ML-driven Malware that Targets AV Safety
- URL: http://arxiv.org/abs/2004.13004v2
- Date: Sat, 13 Jun 2020 01:42:56 GMT
- Title: ML-driven Malware that Targets AV Safety
- Authors: Saurabh Jha, Shengkun Cui, Subho S. Banerjee, Timothy Tsai, Zbigniew
Kalbarczyk, Ravi Iyer
- Abstract summary: We introduce an attack model, a method to deploy the attack in the form of smart malware, and an experimental evaluation of its impact on production-grade autonomous driving software.
We find that determining the time interval during which to launch the attack is critically important for causing safety hazards with a high degree of success.

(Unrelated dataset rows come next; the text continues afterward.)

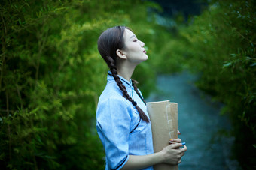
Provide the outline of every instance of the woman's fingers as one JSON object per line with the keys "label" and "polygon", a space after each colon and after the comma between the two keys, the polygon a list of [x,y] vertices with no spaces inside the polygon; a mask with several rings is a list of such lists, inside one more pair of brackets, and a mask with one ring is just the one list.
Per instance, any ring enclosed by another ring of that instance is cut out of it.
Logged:
{"label": "woman's fingers", "polygon": [[179,147],[181,147],[181,146],[183,146],[183,145],[182,145],[182,144],[181,144],[181,143],[173,143],[173,144],[170,145],[170,146],[171,146],[171,148],[172,148],[172,149],[175,149],[175,148],[179,148]]}
{"label": "woman's fingers", "polygon": [[177,139],[171,139],[169,143],[172,144],[172,143],[180,143],[180,142],[181,142],[181,139],[179,138],[177,138]]}

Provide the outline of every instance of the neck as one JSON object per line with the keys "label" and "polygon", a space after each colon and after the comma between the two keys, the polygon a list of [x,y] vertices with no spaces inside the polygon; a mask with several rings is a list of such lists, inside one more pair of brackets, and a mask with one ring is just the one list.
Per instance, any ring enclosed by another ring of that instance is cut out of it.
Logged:
{"label": "neck", "polygon": [[121,76],[129,82],[136,67],[136,65],[126,64],[123,63],[117,67],[117,71],[119,76]]}

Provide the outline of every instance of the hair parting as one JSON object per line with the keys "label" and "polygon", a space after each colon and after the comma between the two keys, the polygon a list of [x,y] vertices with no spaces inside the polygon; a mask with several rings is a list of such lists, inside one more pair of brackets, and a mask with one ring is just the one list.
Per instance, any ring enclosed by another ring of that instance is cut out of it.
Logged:
{"label": "hair parting", "polygon": [[[137,103],[134,101],[132,97],[127,93],[127,91],[125,86],[123,85],[120,81],[119,76],[117,76],[117,67],[116,67],[116,51],[117,49],[122,49],[124,48],[124,40],[123,40],[123,33],[125,29],[131,30],[130,28],[124,26],[116,26],[105,31],[99,37],[98,40],[98,50],[103,58],[105,61],[107,63],[110,71],[112,73],[112,76],[114,77],[119,89],[123,92],[123,97],[127,99],[137,109],[140,118],[146,121],[149,122],[149,119],[145,113],[142,110],[142,109],[137,105]],[[139,93],[138,88],[135,85],[136,84],[136,81],[132,80],[133,86],[142,100],[144,101],[143,97]]]}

For example, the smart malware caused 33X more forced emergency braking than random attacks did, and accidents in 52.6% of the driving simulations.

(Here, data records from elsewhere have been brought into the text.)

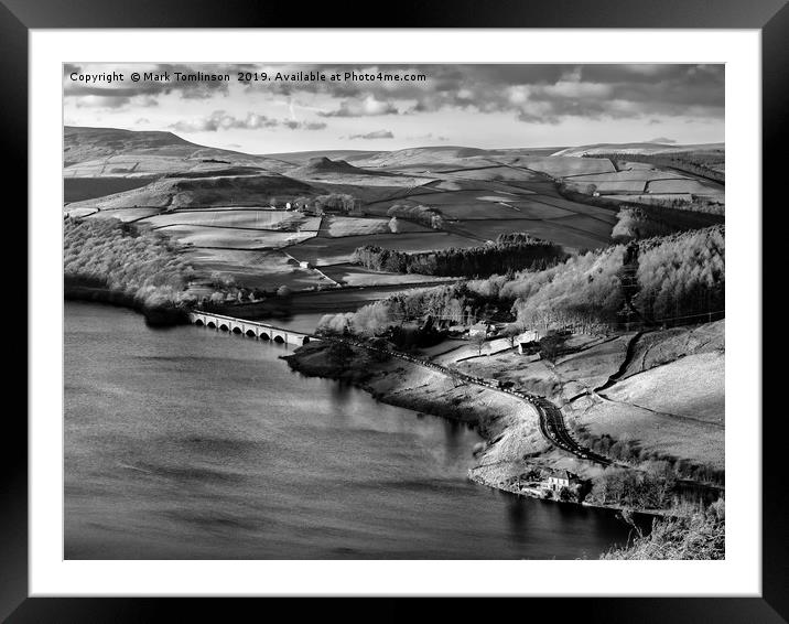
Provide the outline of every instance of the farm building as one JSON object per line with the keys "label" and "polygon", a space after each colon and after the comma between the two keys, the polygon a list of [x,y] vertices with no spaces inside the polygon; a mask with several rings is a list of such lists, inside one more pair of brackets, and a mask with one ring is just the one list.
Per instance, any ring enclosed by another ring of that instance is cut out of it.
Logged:
{"label": "farm building", "polygon": [[478,336],[486,336],[490,333],[490,331],[494,329],[493,325],[489,323],[477,323],[476,325],[472,325],[468,327],[468,337],[475,338]]}
{"label": "farm building", "polygon": [[348,215],[352,217],[363,217],[367,214],[365,206],[361,204],[361,200],[355,198],[353,207],[348,211]]}
{"label": "farm building", "polygon": [[542,336],[540,335],[540,332],[538,330],[527,330],[522,334],[518,334],[515,336],[515,342],[517,343],[530,343],[534,341],[539,341]]}
{"label": "farm building", "polygon": [[571,485],[576,485],[579,481],[580,480],[577,475],[573,474],[569,470],[558,470],[554,471],[553,474],[548,477],[548,487],[555,492],[561,489],[562,487],[570,487]]}
{"label": "farm building", "polygon": [[539,355],[540,354],[540,343],[536,341],[530,341],[527,343],[518,343],[518,353],[520,355]]}

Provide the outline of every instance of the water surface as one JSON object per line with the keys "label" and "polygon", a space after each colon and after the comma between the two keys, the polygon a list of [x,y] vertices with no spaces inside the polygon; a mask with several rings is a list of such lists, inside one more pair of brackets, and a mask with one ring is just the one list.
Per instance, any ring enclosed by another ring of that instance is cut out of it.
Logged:
{"label": "water surface", "polygon": [[471,483],[477,434],[287,347],[66,303],[67,559],[596,558],[613,513]]}

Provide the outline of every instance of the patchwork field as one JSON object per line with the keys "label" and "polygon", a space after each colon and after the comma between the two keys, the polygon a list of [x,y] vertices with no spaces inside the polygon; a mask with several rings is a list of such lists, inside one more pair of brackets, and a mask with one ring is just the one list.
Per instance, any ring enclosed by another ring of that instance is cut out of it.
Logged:
{"label": "patchwork field", "polygon": [[325,267],[350,262],[354,251],[361,245],[377,245],[383,249],[417,252],[451,247],[473,247],[478,245],[478,241],[446,232],[428,230],[425,233],[376,234],[365,237],[312,238],[290,247],[288,252],[298,260],[309,261],[316,267]]}
{"label": "patchwork field", "polygon": [[[431,251],[473,247],[515,232],[569,251],[608,244],[616,207],[564,198],[558,187],[562,180],[595,184],[608,197],[624,200],[723,198],[721,185],[675,171],[631,162],[618,162],[617,171],[607,158],[551,155],[555,150],[549,148],[252,155],[197,146],[170,132],[106,128],[66,128],[64,140],[64,214],[150,225],[188,245],[198,270],[226,270],[256,284],[312,288],[329,281],[299,261],[325,268],[332,280],[349,286],[423,279],[350,266],[354,250],[367,244]],[[327,194],[359,200],[364,216],[329,212],[317,217],[270,207]],[[392,233],[387,213],[394,204],[440,211],[442,229],[399,217]]]}
{"label": "patchwork field", "polygon": [[214,227],[239,227],[249,229],[279,229],[281,227],[317,229],[317,218],[301,213],[272,209],[204,209],[175,211],[158,214],[142,223],[153,227],[169,225],[204,225]]}
{"label": "patchwork field", "polygon": [[228,249],[279,249],[313,238],[316,234],[315,232],[235,229],[201,225],[167,225],[159,230],[169,234],[184,245]]}
{"label": "patchwork field", "polygon": [[[634,441],[647,452],[723,467],[724,330],[724,323],[716,322],[640,337],[635,333],[586,337],[586,344],[569,341],[569,347],[580,351],[553,363],[528,362],[508,349],[472,357],[460,366],[549,397],[562,407],[572,428]],[[435,351],[441,353],[439,347]],[[476,355],[476,349],[453,348],[435,359],[452,363],[464,355]],[[620,370],[624,375],[612,379]]]}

- Score: 5.675697880379048
- License: http://arxiv.org/licenses/nonexclusive-distrib/1.0/
- Abstract: Ensuring the safety of autonomous vehicles (AVs) is critical for their mass
deployment and public adoption. However, security attacks that violate safety
constraints and cause accidents are a significant deterrent to achieving public
trust in AVs, and that hinders a vendor's ability to deploy AVs. Creating a
security hazard that results in a severe safety compromise (for example, an
accident) is compelling from an attacker's perspective. In this paper, we
introduce an attack model, a method to deploy the attack in the form of smart
malware, and an experimental evaluation of its impact on production-grade
autonomous driving software. We find that determining the time interval during
which to launch the attack is{ critically} important for causing safety hazards
(such as collisions) with a high degree of success. For example, the smart
malware caused 33X more forced emergency braking than random attacks did, and
accidents in 52.6% of the driving simulations.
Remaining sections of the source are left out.